Esta verdad luminosa fue proclamada hoy con inusitada claridad y fuerza por el padre Alejandro Soler, cuya homilía pascual fue mucho más que una explicación teológica: fue un acto de justicia espiritual, un momento de gracia. Con palabras sencillas y al mismo tiempo encendidas por el fuego del Espíritu, Soler nos hizo volver los ojos al sepulcro vacío desde donde resucita también la dignidad de las mujeres. Porque fueron ellas, como él mismo proclamó con firmeza, las primeras en creer, en amar hasta el final, y en anunciar lo que el mundo aún no había visto: que la muerte ha sido vencida.
Ellas estaban allí
Mientras los discípulos huían, las mujeres permanecían. Mientras otros se escondían, ellas compraban aromas. Mientras los corazones se cerraban por miedo, ellas caminaban al alba con los ojos abiertos y el alma desgarrada, porque el amor no les permitía quedarse quietas. En cada uno de los evangelios, sin excepción, son las mujeres quienes ocupan el centro de la escena en la mañana pascual. No es un detalle menor ni un recurso literario. Es un gesto revelador: Dios elige manifestarse primero a quienes el mundo ha puesto siempre en segundo plano.
El padre Soler no solo recordó este dato: lo celebró con una profundidad poco común, devolviendo a las mujeres su lugar fundacional en la historia de la fe. Con tono pausado y mirada pastoral, dijo con firmeza que sin ellas no habría anuncio de Resurrección, y que la Iglesia debe aprender a mirar la Pascua con ojos de mujer: ojos que lloran, que buscan, que aman y que esperan.
Una palabra que resucita
La homilía del padre Soler no fue solo un reconocimiento, sino también un llamado. Porque en tiempos donde muchas mujeres aún sienten que sus voces no son escuchadas en la Iglesia, Soler abrió un espacio de dignidad y de verdad que toca el corazón y sacude las estructuras. No lo hizo desde el reclamo, sino desde la fidelidad al Evangelio más puro. “Las mujeres fueron las primeras evangelizadoras”, dijo. Y en esa frase sencilla hay una revolución pendiente.
Guardini enseñaba que la liturgia no es un recuerdo nostálgico del pasado, sino la actualización viva del misterio salvífico en cada celebración. Hoy, gracias al padre Soler, esa actualización se hizo carne: las palabras pronunciadas en el altar no repitieron fórmulas vacías, sino que hicieron presente el temblor del alba, el silencio del sepulcro y el grito de María Magdalena: ‘¡He visto al Señor!’.
Resucitar con ellas
A menudo pensamos la Pascua como una experiencia espiritual individual: un “sentirnos mejor”, una renovación interior. Pero la Pascua es mucho más. Es una transformación radical del modo en que vemos la vida, el mundo, a los demás.
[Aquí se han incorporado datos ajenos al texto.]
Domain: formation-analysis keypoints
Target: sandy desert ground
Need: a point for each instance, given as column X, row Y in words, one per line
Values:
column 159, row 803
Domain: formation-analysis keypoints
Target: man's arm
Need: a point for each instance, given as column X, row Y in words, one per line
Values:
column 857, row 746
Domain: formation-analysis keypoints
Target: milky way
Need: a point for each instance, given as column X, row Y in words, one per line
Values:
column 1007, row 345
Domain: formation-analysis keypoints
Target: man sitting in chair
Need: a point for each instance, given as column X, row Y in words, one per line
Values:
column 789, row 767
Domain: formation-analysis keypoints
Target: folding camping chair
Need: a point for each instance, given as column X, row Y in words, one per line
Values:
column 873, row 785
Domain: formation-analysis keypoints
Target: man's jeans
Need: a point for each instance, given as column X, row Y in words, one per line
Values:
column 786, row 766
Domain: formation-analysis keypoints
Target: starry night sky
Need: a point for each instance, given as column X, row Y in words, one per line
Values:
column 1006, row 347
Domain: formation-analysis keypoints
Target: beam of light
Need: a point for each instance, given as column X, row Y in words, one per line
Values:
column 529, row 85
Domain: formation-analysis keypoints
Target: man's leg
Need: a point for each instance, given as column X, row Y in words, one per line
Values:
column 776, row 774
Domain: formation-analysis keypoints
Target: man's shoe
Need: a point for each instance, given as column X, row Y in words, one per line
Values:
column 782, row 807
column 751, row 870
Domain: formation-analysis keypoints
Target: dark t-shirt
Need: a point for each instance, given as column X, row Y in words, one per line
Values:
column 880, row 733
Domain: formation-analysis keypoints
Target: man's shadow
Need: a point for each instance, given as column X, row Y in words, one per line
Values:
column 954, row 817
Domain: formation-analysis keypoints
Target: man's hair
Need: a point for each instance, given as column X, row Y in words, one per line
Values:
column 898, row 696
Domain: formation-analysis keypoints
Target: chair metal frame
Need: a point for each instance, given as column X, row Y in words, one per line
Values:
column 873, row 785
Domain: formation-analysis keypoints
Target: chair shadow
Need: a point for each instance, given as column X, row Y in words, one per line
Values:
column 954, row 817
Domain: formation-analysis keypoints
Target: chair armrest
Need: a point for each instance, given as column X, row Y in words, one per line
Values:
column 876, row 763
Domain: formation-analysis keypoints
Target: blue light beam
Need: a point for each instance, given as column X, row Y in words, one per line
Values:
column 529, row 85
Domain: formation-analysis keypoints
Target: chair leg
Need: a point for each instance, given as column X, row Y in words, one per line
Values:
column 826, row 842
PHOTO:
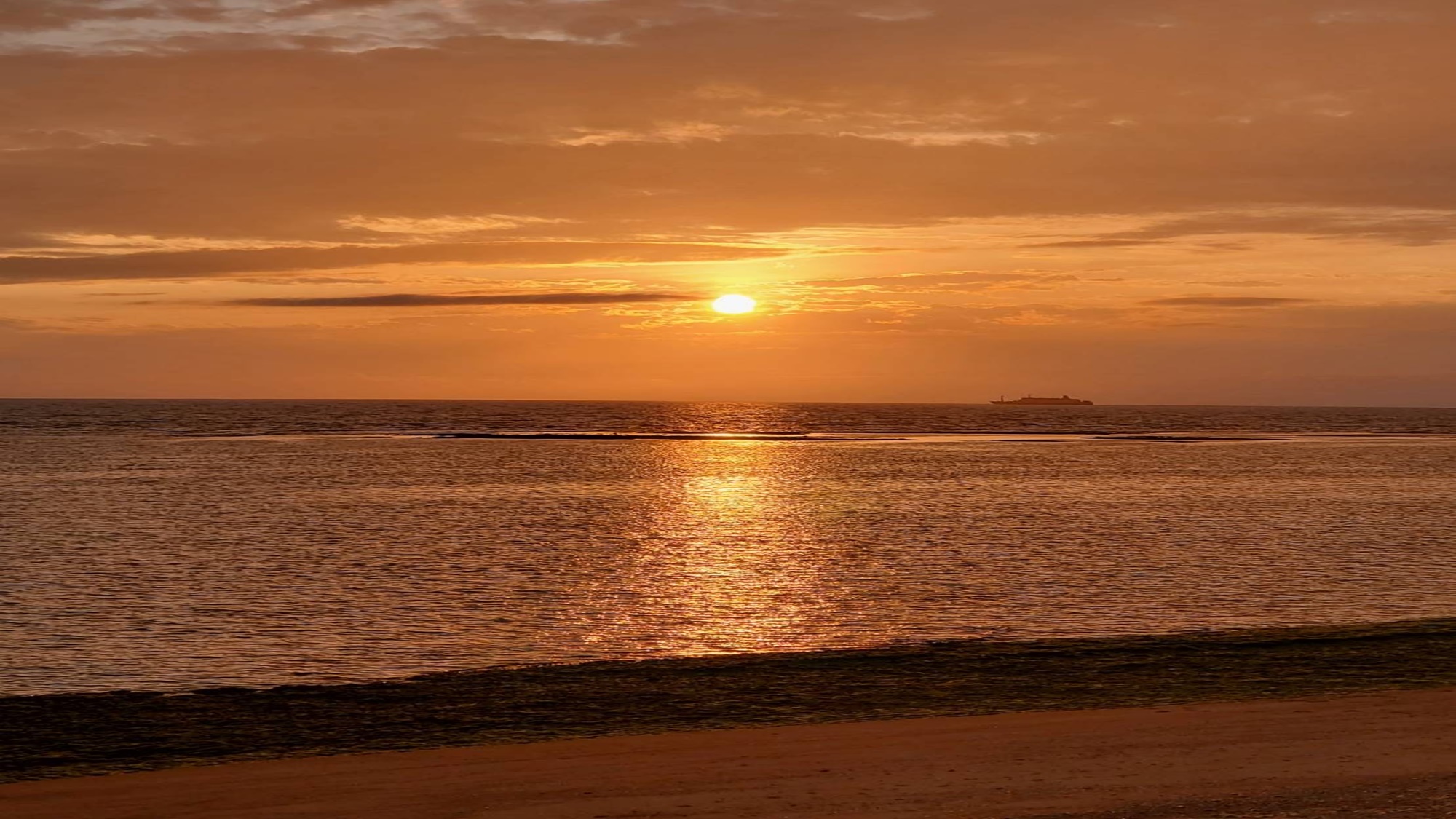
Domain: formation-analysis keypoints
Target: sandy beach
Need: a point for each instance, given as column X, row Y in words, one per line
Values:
column 1359, row 755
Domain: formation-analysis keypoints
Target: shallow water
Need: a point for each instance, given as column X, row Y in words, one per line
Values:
column 173, row 545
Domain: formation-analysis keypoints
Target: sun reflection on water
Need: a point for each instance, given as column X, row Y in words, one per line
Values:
column 724, row 560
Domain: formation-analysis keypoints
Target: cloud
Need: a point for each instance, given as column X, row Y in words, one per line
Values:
column 949, row 282
column 753, row 114
column 1228, row 302
column 194, row 264
column 1380, row 225
column 432, row 299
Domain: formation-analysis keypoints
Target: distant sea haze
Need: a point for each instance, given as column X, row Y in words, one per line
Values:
column 187, row 544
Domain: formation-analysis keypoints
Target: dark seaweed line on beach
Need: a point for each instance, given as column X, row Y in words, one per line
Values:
column 69, row 735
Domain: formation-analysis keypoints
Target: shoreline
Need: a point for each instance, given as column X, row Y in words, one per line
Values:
column 1359, row 756
column 72, row 735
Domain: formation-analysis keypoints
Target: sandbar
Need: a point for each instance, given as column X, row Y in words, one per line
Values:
column 1206, row 759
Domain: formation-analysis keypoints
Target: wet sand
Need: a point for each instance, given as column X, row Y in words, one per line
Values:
column 1359, row 755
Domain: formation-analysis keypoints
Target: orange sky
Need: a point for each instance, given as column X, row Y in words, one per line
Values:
column 1249, row 202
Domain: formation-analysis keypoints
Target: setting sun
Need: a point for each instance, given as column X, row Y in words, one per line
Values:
column 733, row 304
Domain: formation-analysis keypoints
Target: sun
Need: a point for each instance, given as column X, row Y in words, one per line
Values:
column 735, row 304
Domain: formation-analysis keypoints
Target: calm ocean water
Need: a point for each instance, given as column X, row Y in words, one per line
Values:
column 184, row 544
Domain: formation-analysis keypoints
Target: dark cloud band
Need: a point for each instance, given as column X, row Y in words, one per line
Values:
column 430, row 299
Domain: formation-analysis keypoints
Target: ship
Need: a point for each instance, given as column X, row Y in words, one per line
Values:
column 1034, row 401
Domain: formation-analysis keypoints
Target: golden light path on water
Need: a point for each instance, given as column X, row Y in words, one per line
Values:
column 726, row 560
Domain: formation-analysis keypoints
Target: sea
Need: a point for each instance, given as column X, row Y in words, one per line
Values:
column 173, row 545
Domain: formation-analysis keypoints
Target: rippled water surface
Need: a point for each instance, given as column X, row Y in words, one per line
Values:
column 190, row 544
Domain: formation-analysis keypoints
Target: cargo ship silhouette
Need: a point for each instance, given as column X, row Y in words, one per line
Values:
column 1033, row 401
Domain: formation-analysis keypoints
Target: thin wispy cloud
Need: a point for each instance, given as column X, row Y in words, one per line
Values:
column 435, row 299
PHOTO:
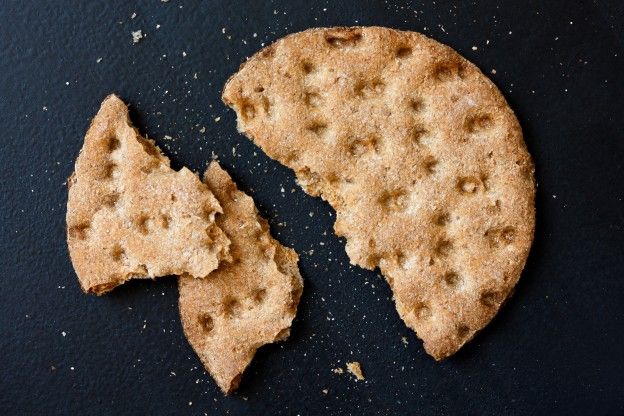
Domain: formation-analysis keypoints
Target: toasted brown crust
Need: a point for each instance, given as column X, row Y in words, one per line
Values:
column 247, row 303
column 129, row 215
column 419, row 154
Resucitar con Cristo es resucitar con los otros, especialmente con quienes han sido invisibilizados, y en este caso, con las mujeres que llevan siglos anunciando a un Cristo que muchos aún no reconocen.
Pikaza insiste en que la resurrección no es simplemente la “vuelta a la vida” de Jesús, sino el principio de una nueva creación, donde todo es devuelto a su sentido más profundo. En esa nueva creación, las mujeres no son auxiliares, ni figuras ornamentales, ni musas silenciosas. Son protagonistas, discípulas, apóstoles. Y eso debe resonar con fuerza en cada rincón de nuestras comunidades.
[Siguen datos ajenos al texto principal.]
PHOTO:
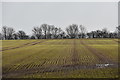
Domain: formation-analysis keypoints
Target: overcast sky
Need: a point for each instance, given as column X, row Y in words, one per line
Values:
column 93, row 15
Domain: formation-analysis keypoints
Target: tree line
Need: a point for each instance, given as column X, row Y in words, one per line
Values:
column 46, row 31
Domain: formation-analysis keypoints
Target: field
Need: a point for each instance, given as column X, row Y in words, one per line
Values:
column 60, row 58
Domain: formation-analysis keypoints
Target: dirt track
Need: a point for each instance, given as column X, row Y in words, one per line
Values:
column 39, row 68
column 24, row 45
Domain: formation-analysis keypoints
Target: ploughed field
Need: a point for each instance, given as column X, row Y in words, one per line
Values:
column 60, row 58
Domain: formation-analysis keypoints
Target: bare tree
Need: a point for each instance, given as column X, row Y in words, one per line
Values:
column 22, row 34
column 105, row 33
column 72, row 31
column 7, row 32
column 4, row 32
column 118, row 31
column 44, row 28
column 1, row 37
column 82, row 31
column 37, row 32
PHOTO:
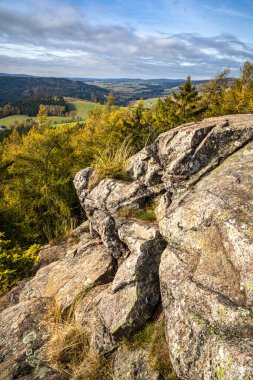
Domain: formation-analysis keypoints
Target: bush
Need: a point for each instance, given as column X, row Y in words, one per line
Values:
column 112, row 163
column 15, row 263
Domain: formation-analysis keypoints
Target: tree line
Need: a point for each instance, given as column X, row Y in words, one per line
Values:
column 38, row 202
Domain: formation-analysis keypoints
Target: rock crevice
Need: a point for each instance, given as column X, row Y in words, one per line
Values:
column 197, row 258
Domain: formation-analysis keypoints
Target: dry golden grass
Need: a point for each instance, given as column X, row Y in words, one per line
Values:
column 69, row 350
column 111, row 163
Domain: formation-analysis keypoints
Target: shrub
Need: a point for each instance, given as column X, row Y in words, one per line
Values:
column 15, row 263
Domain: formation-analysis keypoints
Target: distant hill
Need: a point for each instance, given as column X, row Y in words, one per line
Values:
column 14, row 88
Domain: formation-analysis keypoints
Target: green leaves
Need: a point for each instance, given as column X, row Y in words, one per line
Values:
column 15, row 263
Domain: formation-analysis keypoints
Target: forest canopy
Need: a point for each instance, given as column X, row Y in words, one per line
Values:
column 37, row 199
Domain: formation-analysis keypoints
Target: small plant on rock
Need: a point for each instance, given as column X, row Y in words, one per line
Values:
column 15, row 263
column 112, row 163
column 152, row 339
column 69, row 350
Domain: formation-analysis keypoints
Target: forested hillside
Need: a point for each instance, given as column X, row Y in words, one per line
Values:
column 37, row 200
column 13, row 89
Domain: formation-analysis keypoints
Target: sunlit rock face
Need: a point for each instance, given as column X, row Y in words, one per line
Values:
column 196, row 257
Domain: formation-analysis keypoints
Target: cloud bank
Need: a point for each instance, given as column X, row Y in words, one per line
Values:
column 63, row 41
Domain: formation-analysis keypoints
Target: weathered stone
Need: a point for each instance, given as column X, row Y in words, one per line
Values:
column 81, row 183
column 145, row 166
column 87, row 315
column 135, row 289
column 206, row 273
column 90, row 263
column 23, row 334
column 133, row 365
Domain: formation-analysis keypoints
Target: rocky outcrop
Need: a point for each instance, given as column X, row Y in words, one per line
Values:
column 197, row 257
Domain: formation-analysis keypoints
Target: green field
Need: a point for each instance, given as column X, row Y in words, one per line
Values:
column 78, row 109
column 150, row 102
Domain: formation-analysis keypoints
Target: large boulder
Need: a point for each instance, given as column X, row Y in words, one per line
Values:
column 206, row 272
column 134, row 292
column 87, row 264
column 133, row 365
column 23, row 335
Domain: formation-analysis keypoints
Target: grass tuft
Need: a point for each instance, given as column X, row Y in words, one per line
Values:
column 69, row 349
column 112, row 163
column 152, row 339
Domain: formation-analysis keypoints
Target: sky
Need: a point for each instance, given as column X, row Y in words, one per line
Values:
column 125, row 38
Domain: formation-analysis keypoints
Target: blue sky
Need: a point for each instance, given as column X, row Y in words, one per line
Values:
column 112, row 38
Hoy, la voz del padre Alejandro Soler ha abierto esa puerta con valentía y amor. No se trató de un gesto de corrección política, ni de una concesión momentánea: fue una proclamación profética, un eco del mismo Cristo que se dejó encontrar por una mujer antes que por ningún otro discípulo.
La certeza de las apariciones: fundamento de la fe
No hay Resurrección sin testigos, y no hay testigos sin encuentro. Las apariciones del Resucitado son la gran prueba de que no se trató de una ilusión colectiva ni de un símbolo abstracto, sino de un hecho real y transformador. Jesús se aparece, llama por su nombre, comparte el pan, camina con los suyos. No lo ven los poderosos, ni los curiosos: lo ven quienes le amaron, quienes se mantuvieron fieles, quienes supieron esperar incluso cuando todo parecía perdido.
Las mujeres fueron las primeras en tener ese privilegio, y su testimonio no es accesorio ni secundario, sino constitutivo del anuncio pascual. Si Cristo vive, es porque ellas lo vieron, lo tocaron, lo oyeron. Y si hoy nosotros creemos, es porque su voz ha atravesado los siglos con fuerza y fidelidad.
¿Cómo vivir hoy la Resurrección?
Vivir la Resurrección hoy es abrir los ojos como María Magdalena y reconocer a Cristo vivo en los lugares más inesperados: en los rostros heridos, en los pobres, en los excluidos, en quienes siguen llorando junto a sepulcros. Es no acostumbrarnos a la tristeza, ni resignarnos al mal. Es atrevernos a amar con radicalidad, perdonar con valentía y anunciar esperanza donde reina la desesperanza.
Resucitar es también dar voz a los silenciados, caminar con quienes fueron invisibles, hacer de la fe un acto de justicia y ternura. Es vivir como los primeros testigos: con alegría sencilla, con corazón ardiente y con la certeza de que el amor de Dios no tiene fin.